As you can see, the biggest GPT-5 model is slightly harder for GPTZero to correctly identify, missing roughly 1 in 11 passages. The smaller or chat variants, on the other hand, are detected nearly 98% of the time, which is quite reliable.

What Does a 3.5% False-Negative Rate Mean?

It basically means that out of these 202 AI-generated passages, about 7 got flagged as human. In other words, GPTZero wasn’t entirely sure they are AI. If you rely on it 100% and strictly believe everything it says, you might incorrectly assume those 7 passages were human. That’s 3.5% overall, or about 9% for the largest, more sophisticated GPT-5 variant. It’s still not perfect, but it’s pretty darn close.

Also Read: Can Turnitin Detect GPT5?

Key Take-aways

GPTZero is pretty reliable (≈ 96.5% detection success) against GPT-5 output.
Larger, more advanced GPT-5 variants can fly under the radar a small fraction of time (≈ 1 in 11).
Always add genuine human samples before deciding a policy. You need to know false positives (when it flags a real human as AI) or you’re in for trouble.
Layering multiple signals - like style analysis, metadata checks, or watermarking—remains advisable if you are dealing with high-stakes decisions.

A Quick Note on Statistics

We often talk about “accuracy,” “false-negative rate,” and “misses,” but here is the gist:

Accuracy: The percentage of AI texts that GPTZero correctly labeled as AI.
Misses: The ones it thought were human, even though they were AI.
False-negative rate: The proportion of AI texts that slipped through as “human.”
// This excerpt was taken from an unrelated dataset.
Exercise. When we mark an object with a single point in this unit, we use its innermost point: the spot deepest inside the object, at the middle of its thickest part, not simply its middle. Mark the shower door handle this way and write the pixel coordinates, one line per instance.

In everyday language, it just means how likely GPTZero is to catch GPT-5 outputs without messing up too often.

One Single Opinion

In my humble opinion, GPTZero is good enough to act as a first-line filter, especially if all you want to do is get a quick sense if a text is AI. However, if it’s a formal or high-stakes scenario, do not rely on it blindly. You might still want to combine GPTZero with watermarking or manual checks to be extra sure.

The Bottom Line

GPTZero flags 96.5% of GPT-5’s outputs as AI, which is definitely not bad. But just like any detector, it is not 100% foolproof. Larger GPT-5 variants do give it a tougher time. So, either develop a robust system that integrates multiple signals to verify an essay’s authenticity, or do it manually if you are really worried about those tricky 3–9% that might slip by. AI detectors are still evolving, so it’s a cat and mouse game that will only get interesting over time.